26/07/2022 tarihli Bilirkişi Raporunda özetle; “Davalı banka ile dava dışı …Tic. A.Ş. arasında 21.08.2017 tarihinde Genel Kredi sözleşmesi imzalandığı, davacı … da iş bu sözleşmeyi 20.000.000.00 TL kefaletle müteselsil kefaletle imzaladığı, işbu sözleşme kapsamında dava dışı asıl kredi borçlusunun kullanmış olduğu kredilerin geri ödemelerinde sorun yaşaması üzerine, 11.06.2020 tarihinde Finansal Yeniden Yapılandırma Sözleşmesi imzalandığı beyan edildiği, Davacı vekili ise TBK madde 601’de öngörülen yükümlülüklerin yerine getirmemesi halinde müvekkilinin, davalı banka ile dava dışı… A.Ş. arasında akdedilen Genel Kredi Sözleşmesine müteselsil kefillikten kurtulacağına ilişkin olarak davalı bankaya … 13. Noterliği … tarih … yevmiye numaralı ihtarname çekilerek 1 ay içerisinde asıl borçlu …A.Ş.ye karşı dava ve takip haklarının kullanılması, varsa rehnin paraya çevrilmesi yoluyla takibe geçilmesi ve ara vermeden takibe devam edilmesi, aksi takdirde müvekkilin yasal haklarını kullanarak kefaleti sona erdirme yoluna gidileceği ihtar olunduğunu, İşbu ihtarnamenin gereklilikleri davalı banka tarafından yerine getirilmemiş olup arabuluculuğa başvurulduğunu, arabuluculuk görüşmeleri anlaşamama ile sonuçlandığından kefaletin sona erdirilmesi talepli işbu davanın ikame edilmesi zarureti hasıl olduğunu, 12 Banka ve Finans kuruluşuyla dava dışı şirket arasında imzalanan sözleşmeye dayalı 34 ay vadeli ilk taksidinin 07.06.2021 tarihinde başlayan taksitli kredi kullandırıldığı, Dava dışı şirket tarfından ilk tasidinin 07.06.2021 tarihinde ödendiği, Davacının TBK m.601 maddesi “Süreli olmayan kefalette kefil, asıl borç muaccel olunca, adi kefalette her zaman ve müteselsil kefalette ise, kanunun öngördüğü hâllerde, alacaklıdan, bir ay içinde borçluya karşı dava ve takip haklarını kullanmasını, varsa rehnin paraya çevrilmesi yoluyla takibe geçmesini ve ara vermeden takibe devam etmesini isteyebilir.”kapsamında talebinin yerinde olup olmadığının, Keyfiyeti 6100 sayılı HMK 282 hükmü de gözetilmek kaydıyla ve 6754 sayılı Kanun’un md. 3/3 ile HMK md. 266/c.2 uyarınca bilcümle hukuki tavsif ve takdir tamamıyla ve münhasıran sayın Mahkemeye ait olarak…” şeklinde sonuç ve kanaatine varıldığı bildirilmiştir.

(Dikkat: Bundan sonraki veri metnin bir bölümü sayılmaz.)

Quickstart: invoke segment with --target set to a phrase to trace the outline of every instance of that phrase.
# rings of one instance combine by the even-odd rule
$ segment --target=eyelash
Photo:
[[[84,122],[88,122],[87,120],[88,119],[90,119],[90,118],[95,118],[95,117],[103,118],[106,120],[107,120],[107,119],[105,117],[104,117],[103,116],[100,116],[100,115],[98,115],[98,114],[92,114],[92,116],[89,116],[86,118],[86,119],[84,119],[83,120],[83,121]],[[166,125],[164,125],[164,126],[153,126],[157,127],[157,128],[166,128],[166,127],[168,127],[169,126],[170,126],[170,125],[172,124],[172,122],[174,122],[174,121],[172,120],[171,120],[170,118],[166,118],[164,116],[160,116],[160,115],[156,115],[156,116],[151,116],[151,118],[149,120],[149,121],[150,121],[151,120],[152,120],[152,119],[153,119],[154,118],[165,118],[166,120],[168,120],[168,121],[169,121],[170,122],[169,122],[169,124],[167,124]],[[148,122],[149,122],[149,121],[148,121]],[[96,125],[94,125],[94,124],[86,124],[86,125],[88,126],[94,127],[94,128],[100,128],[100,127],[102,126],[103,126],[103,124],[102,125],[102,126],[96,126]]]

29/12/2022 tarihli Bilirkişi Ek Raporunda özetle; “Davalı banka ile dava dışı …Tic. A.Ş. arasında 21.08.2017 tarihinde Genel Kredi sözleşmesi imzalandığı, davacı … da iş bu sözleşmeyi 20.000.000.00 TL kefaletle müteselsil kefaletle imzaladığı işbu sözleşme kapsamında dava dışı asıl kredi borçlusunun kullanmış olduğu kredilerin geri ödemelerinde sorun yaşaması üzerine, 11.06.2020 tarihinde Finansal Yeniden Yapılandırma Sözleşmesi imzalandığı beyan edildiği, Davacı vekili ise TBK madde 601’de öngörülen yükümlülüklerin yerine getirmemesi halinde müvekkilinin, davalı banka ile dava dışı … Tic. A.Ş. arasında akdedilen Genel Kredi Sözleşmesine müteselsil kefillikten kurtulacağına ilişkin olarak davalı bankaya … 13. Noterliği … tarih … yevmiye numaralı ihtarname çekilerek 1 ay içerisinde asıl borçlu …A.Ş.ye karşı dava ve takip haklarının kullanılması, varsa rehnin paraya çevrilmesi yoluyla takibe geçilmesi ve ara vermeden takibe devam edilmesi, aksi takdirde müvekkilin yasal haklarını kullanarak kefaleti sona erdirme yoluna gidileceği ihtar olunduğunu, İşbu ihtarnamenin gereklilikleri davalı banka tarafından yerine getirilmemiş olup arabuluculuğa başvurulduğunu, arabuluculuk görüşmeleri anlaşamama ile sonuçlandığından kefaletin sona erdirilmesi talepli işbu davanın ikame edilmesi zarureti hasıl olduğunu, 12 Banka ve Finans kuruluşuyla dava dışı şirket arasında imzalanan sözleşmeye dayalı 34 ay vadeli ilk taksidinin 07.06.2021 tarihinde başlayan taksitli kredi kullandırıldığı, Dava dışı şirket tarfından ilk tasidinin 07.06.2021 tarihinde ödendiği, Davacının TBK m.601 maddesi “Süreli olmayan kefalette kefil, asıl borç muaccel olunca, adi kefalette her zaman ve müteselsil kefalette ise, kanunun öngördüğü hâllerde, alacaklıdan, bir ay içinde borçluya karşı dava ve takip haklarını kullanmasını, varsa rehnin paraya çevrilmesi yoluyla takibe geçmesini ve ara vermeden takibe devam etmesini isteyebilir.”kapsamında talebinin yerinde olup olmadığının, Ayrıca verilecek görev tanımımın belirlenmesi sonucunda yeniden rapor hazırlanacağının, Keyfiyeti 6100 sayılı HMK 282 hükmü de gözetilmek kaydıyla ve 6754 sayılı Kanun’un md. 3/3 ile HMK md. 266/c.2 uyarınca bilcümle hukuki tavsif ve takdir tamamıyla ve münhasıran sayın Mahkemeye ait olarak…” şeklinde sonuç ve kanaatine varıldığı bildirilmiştir.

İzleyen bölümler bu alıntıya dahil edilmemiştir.